- Edwards Township Location within Minnesota and the United States Edwards Township Edwards Township (the United States)
- Coordinates: 45°1′28″N 95°12′15″W﻿ / ﻿45.02444°N 95.20417°W
- Country: United States
- State: Minnesota
- County: Kandiyohi

Area
- • Total: 35.8 sq mi (92.6 km^{2})
- • Land: 35.4 sq mi (91.6 km^{2})
- • Water: 0.39 sq mi (1.0 km^{2})
- Elevation: 1,093 ft (333 m)

Population (2000)
- • Total: 304
- • Density: 8.5/sq mi (3.3/km^{2})
- Time zone: UTC-6 (Central (CST))
- • Summer (DST): UTC-5 (CDT)
- FIPS code: 27-18242
- GNIS feature ID: 0664051

= Edwards Township, Kandiyohi County, Minnesota =

Edwards Township is a township in Kandiyohi County, Minnesota, United States. The population was 304 at the 2000 census.

Edwards Township was organized in 1871, and named for S. S. Edwards, an early settler.

==Geography==
According to the United States Census Bureau, the township has a total area of 35.7 sqmi, of which 35.4 sqmi is land and 0.4 sqmi (1.04%) is water.

==Demographics==
As of the census of 2000, there were 304 people, 101 households, and 84 families residing in the township. The population density was 8.6/mi^{2} (3.3/km^{2}). There were 106 housing units at an average density of 3.0/mi^{2} (1.2/km^{2}). The racial makeup of the township was 97.37% White, 1.64% African American, 0.33% Native American, 0.33% Pacific Islander, 0.33% from other races. Hispanic or Latino of any race were 2.30% of the population.

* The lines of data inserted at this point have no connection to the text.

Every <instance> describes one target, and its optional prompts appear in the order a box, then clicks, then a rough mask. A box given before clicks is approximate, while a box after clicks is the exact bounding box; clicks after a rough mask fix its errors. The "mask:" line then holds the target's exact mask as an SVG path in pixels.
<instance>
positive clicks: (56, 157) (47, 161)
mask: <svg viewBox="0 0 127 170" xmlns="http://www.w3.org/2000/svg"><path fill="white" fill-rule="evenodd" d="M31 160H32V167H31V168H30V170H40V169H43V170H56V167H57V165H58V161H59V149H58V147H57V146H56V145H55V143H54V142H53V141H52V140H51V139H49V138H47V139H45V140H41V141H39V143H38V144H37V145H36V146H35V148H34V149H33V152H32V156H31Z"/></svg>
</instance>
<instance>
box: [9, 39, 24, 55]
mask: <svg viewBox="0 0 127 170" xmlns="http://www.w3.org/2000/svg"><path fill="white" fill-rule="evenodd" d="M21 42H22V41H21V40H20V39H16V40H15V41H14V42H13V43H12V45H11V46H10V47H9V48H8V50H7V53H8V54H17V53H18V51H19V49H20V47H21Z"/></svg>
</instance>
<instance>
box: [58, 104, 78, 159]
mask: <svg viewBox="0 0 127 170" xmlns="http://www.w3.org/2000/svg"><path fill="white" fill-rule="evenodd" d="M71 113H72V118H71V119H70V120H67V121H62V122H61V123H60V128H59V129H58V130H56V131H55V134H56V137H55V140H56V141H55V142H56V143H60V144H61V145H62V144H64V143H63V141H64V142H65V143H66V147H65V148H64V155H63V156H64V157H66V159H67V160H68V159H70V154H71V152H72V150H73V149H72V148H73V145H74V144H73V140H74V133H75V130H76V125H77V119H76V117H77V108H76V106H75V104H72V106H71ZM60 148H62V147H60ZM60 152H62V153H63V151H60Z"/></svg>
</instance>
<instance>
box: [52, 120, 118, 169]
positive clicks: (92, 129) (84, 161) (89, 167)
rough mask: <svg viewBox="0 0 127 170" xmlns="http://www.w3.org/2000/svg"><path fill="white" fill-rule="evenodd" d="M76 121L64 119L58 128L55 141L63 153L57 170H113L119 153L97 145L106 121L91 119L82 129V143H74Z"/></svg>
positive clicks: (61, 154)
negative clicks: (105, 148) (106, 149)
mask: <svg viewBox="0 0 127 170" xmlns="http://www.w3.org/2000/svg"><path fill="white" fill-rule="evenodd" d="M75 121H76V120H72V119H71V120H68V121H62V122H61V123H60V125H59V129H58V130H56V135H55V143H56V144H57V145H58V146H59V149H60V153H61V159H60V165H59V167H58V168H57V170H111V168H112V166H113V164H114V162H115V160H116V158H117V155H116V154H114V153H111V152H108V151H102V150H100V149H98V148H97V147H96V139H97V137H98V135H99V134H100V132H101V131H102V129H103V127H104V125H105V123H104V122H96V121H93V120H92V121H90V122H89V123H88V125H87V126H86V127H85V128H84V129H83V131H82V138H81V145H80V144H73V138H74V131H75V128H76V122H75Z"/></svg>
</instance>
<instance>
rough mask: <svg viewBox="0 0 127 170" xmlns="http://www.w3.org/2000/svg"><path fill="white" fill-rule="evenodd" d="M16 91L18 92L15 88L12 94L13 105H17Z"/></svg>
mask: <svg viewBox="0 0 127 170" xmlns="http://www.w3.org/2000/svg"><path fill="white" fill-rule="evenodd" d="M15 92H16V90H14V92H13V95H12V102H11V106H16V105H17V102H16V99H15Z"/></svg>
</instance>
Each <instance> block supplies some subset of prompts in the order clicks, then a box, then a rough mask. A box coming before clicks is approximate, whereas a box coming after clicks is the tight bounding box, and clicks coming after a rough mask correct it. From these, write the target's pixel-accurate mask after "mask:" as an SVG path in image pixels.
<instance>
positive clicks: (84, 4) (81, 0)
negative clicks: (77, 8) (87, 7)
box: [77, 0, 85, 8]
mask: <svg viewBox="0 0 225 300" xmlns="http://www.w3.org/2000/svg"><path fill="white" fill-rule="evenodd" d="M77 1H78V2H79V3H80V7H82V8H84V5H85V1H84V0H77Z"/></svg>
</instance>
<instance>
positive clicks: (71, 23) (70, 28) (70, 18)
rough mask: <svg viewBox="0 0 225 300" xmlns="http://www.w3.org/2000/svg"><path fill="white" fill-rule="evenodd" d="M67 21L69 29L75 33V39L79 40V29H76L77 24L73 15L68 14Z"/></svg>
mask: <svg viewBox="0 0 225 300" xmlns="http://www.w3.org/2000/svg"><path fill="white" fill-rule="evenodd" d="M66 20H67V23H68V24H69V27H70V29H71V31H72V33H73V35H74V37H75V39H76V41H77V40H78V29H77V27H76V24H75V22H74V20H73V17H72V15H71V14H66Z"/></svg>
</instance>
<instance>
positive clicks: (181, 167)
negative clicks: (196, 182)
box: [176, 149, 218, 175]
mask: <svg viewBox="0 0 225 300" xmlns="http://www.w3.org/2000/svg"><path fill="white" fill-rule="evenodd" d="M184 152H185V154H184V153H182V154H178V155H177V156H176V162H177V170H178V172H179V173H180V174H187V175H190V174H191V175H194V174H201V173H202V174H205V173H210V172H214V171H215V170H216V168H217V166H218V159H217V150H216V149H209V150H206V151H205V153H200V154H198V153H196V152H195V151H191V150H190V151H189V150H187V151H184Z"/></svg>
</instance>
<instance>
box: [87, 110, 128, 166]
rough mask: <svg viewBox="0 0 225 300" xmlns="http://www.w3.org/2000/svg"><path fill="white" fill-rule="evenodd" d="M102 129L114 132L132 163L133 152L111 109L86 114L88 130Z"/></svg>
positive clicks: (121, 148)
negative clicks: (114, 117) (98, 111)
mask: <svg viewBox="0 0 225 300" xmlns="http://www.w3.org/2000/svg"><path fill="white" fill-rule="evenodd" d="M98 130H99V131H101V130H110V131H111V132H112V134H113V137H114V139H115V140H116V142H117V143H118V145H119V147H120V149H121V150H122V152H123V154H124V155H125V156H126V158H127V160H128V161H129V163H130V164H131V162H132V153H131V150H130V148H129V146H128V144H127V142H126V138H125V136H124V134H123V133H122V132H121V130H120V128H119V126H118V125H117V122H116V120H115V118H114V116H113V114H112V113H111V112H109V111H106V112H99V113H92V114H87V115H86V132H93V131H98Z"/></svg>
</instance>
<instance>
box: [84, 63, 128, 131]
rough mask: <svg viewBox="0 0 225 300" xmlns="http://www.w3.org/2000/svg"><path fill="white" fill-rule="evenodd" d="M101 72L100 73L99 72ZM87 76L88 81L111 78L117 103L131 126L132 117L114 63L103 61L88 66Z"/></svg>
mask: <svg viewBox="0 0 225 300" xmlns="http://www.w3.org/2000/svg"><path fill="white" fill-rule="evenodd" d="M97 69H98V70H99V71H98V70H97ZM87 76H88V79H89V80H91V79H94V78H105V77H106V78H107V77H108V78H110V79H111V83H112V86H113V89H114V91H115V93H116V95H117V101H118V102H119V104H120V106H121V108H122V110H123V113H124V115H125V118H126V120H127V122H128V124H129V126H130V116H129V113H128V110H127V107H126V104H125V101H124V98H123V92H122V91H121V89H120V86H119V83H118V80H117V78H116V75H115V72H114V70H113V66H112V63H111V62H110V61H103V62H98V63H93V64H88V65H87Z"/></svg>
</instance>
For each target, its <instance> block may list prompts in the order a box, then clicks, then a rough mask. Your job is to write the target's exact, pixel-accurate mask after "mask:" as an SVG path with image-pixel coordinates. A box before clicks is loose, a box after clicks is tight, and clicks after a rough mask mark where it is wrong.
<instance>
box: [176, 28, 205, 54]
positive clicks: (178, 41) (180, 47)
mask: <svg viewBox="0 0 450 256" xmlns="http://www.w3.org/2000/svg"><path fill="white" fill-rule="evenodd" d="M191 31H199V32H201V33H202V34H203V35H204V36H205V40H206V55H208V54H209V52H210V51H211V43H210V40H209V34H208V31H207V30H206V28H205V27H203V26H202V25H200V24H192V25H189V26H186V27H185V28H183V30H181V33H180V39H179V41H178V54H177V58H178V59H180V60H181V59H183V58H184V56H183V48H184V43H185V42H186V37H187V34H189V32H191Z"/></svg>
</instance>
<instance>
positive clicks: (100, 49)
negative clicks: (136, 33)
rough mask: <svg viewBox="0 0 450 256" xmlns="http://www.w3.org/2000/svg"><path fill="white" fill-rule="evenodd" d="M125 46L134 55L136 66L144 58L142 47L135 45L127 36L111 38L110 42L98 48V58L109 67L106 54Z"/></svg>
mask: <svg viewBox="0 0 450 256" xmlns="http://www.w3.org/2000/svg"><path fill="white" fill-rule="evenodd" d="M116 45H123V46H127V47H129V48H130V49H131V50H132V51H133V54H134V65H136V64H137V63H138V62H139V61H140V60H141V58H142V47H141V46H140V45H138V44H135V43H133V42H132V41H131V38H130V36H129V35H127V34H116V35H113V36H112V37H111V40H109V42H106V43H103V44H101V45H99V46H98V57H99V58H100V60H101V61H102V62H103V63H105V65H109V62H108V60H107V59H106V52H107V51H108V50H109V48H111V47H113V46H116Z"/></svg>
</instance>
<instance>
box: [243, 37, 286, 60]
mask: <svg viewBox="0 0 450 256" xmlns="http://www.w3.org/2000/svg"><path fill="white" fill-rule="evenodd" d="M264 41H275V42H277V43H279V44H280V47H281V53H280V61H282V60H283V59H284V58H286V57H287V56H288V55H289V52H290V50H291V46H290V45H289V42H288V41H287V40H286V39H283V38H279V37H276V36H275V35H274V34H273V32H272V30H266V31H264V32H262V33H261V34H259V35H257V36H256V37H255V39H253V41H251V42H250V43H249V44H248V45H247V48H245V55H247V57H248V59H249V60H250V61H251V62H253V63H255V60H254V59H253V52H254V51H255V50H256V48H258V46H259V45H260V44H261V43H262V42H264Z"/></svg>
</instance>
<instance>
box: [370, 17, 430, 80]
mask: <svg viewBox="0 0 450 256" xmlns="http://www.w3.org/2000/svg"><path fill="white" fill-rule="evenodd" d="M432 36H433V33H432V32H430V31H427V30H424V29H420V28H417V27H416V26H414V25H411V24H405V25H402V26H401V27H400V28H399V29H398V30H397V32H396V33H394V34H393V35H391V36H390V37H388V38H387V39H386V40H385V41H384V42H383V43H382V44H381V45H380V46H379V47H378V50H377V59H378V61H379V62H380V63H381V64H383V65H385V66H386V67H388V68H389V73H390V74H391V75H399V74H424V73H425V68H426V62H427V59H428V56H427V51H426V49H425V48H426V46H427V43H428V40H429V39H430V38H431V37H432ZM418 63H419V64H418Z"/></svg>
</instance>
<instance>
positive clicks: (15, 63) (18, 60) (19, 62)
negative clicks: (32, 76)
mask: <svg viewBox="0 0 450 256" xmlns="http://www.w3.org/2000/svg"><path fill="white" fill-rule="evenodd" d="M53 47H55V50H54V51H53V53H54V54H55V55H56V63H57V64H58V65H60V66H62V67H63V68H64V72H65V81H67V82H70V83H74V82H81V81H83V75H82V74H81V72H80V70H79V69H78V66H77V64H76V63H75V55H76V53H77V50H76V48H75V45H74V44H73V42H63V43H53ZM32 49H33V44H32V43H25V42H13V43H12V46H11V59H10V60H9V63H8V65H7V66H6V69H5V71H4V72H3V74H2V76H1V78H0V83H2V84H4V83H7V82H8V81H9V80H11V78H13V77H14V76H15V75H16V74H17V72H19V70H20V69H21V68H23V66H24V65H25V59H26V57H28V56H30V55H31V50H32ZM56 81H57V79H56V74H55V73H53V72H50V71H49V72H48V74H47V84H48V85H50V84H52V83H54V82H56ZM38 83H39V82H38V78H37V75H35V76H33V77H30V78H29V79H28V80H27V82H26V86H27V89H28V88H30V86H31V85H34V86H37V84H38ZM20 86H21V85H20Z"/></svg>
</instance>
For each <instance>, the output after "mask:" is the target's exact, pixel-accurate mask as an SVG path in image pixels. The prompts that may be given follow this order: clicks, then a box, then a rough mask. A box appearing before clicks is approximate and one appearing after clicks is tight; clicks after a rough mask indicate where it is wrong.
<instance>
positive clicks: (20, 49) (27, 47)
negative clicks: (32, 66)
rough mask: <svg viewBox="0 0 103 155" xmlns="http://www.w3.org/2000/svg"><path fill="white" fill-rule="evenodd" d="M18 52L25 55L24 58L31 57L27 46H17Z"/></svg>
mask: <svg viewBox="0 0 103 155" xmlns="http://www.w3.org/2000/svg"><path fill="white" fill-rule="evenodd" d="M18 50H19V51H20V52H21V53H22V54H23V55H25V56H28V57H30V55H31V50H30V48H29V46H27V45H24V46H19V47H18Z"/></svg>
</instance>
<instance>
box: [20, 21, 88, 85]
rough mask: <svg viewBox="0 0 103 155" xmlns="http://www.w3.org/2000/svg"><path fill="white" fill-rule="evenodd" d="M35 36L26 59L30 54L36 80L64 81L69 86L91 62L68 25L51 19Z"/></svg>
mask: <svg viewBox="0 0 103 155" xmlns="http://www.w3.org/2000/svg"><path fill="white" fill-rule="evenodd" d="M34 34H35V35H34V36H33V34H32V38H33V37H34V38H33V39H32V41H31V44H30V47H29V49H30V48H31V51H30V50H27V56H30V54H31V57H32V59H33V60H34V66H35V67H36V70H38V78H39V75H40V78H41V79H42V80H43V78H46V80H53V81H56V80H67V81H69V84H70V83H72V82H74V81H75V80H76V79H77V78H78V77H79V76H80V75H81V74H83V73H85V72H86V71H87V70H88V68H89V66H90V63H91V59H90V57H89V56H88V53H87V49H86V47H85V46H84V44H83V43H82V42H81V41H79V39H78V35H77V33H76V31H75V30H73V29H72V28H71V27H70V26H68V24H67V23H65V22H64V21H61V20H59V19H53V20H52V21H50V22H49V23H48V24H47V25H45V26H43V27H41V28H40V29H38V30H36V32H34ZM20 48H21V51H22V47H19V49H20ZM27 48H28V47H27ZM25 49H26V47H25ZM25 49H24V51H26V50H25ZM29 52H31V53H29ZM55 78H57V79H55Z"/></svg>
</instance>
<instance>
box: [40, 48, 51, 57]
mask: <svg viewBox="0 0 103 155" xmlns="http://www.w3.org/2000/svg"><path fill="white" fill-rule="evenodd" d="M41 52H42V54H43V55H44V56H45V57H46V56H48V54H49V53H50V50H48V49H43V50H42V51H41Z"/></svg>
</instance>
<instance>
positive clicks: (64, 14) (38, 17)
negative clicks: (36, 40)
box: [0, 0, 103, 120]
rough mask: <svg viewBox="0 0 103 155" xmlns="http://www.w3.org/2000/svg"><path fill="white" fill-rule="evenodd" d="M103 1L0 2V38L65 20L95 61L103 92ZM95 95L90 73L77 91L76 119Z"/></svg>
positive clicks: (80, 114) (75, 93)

There were 101 households, out of which 36.6% had children under the age of 18 living with them, 78.2% were married couples living together, 2.0% had a female householder with no husband present, and 16.8% were non-families. 12.9% of all households were made up of individuals, and 6.9% had someone living alone who was 65 years of age or older. The average household size was 2.98 and the average family size was 3.32.

In the township the population was spread out, with 29.3% under the age of 18, 9.2% from 18 to 24, 25.3% from 25 to 44, 24.0% from 45 to 64, and 12.2% who were 65 years of age or older. The median age was 37 years. For every 100 females, there were 109.7 males. For every 100 females age 18 and over, there were 117.2 males.

The median income for a household in the township was $44,063, and the median income for a family was $48,125. Males had a median income of $26,719 versus $21,375 for females. The per capita income for the township was $16,256. About 5.5% of families and 5.7% of the population were below the poverty line, including 7.1% of those under the age of eighteen and 16.7% of those 65 or over.